“Subversive gerrymandering reform in Pennsylvania”

Derek Muller:

Let me offer the outset that I am not doubting the sincerity or well-intentioned motives of the justices on the court or those involved in drawing maps. Partisan fairness is, in my view, as legitimate a political criterion to use when thinking about how to draw maps as partisan-blind or neutral criteria.

But the Pennsylvania Supreme Court did not, in my view, act forthrightly in its opinion dictating criteria and its ultimate map. The criteria it enunciated–its three values of compactness, contiguity, and avoidance of dividing jurisdictions–were never really going to cure the problem it had identified.

It’s something like (ed: a metaphor sure to have its limitations!) a doctor diagnosing a patient with a mysterious disease and asking for ideas about how to treat the symptoms of the virus–a runny nose, a cough, a sore throat. When the ideas come in for a decongestant and lozenges, the doctor rejects them, saying, “I have my own decongestant and lozenges”–but one that also comes with blood transfusions. The blood transfusions might be useful, but it was hardly a part of the original proposal.

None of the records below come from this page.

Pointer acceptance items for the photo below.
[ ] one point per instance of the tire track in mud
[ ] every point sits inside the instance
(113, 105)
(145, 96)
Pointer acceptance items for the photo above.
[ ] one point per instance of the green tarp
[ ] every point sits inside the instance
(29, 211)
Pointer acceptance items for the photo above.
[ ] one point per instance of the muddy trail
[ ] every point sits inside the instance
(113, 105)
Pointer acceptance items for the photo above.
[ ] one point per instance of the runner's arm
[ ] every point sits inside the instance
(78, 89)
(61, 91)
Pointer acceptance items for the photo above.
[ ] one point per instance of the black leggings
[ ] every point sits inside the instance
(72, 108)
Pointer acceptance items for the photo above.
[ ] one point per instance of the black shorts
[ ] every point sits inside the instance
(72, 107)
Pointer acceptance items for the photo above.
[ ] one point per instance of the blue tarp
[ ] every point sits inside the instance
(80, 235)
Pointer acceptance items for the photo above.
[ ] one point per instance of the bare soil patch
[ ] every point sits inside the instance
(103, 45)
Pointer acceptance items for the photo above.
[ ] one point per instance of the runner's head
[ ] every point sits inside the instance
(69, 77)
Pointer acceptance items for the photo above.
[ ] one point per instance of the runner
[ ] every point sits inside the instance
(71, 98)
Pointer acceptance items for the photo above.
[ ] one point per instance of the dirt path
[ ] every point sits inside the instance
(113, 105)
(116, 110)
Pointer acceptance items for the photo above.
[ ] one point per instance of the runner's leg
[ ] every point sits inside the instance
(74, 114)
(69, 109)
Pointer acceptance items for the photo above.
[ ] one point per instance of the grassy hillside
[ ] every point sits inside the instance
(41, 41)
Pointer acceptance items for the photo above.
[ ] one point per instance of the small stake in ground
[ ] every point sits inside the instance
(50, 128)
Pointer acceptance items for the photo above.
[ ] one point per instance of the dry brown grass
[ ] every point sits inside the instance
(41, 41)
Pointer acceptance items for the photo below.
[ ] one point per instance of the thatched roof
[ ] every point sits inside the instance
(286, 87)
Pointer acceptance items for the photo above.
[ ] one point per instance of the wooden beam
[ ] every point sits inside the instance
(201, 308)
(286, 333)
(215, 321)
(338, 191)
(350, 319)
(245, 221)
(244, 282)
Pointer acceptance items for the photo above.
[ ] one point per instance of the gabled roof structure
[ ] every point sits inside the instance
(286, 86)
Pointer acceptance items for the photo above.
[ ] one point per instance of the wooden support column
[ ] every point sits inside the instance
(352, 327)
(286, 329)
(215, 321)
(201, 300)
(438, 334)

The Pennsylvania Supreme Court apparently did not want to include language like “seats-votes ratio” or “partisan fariness” into its construction of the commonwealth’s constitution. Perhaps it’s understandable–doing so would be quite controversial and perhaps even politically unpopular by all parties. It would have to articulate standards about how to achieve those results. It would need to spend more time explaining how it could go about achieving those ends, much less political actors in the state.

So, it didn’t include that language. But there is no doubt, from every commentator looking at the outcomes, that that is precisely what it did when drawing the new map. It consciously engaged in a partisan fairness inquiry of mapmaking, when that was not articulated expressly as one of the three criteria it asked the legislature to use in its new map, and when that was not expressly one of the criteria that it found required by the commonwealth’s constitution.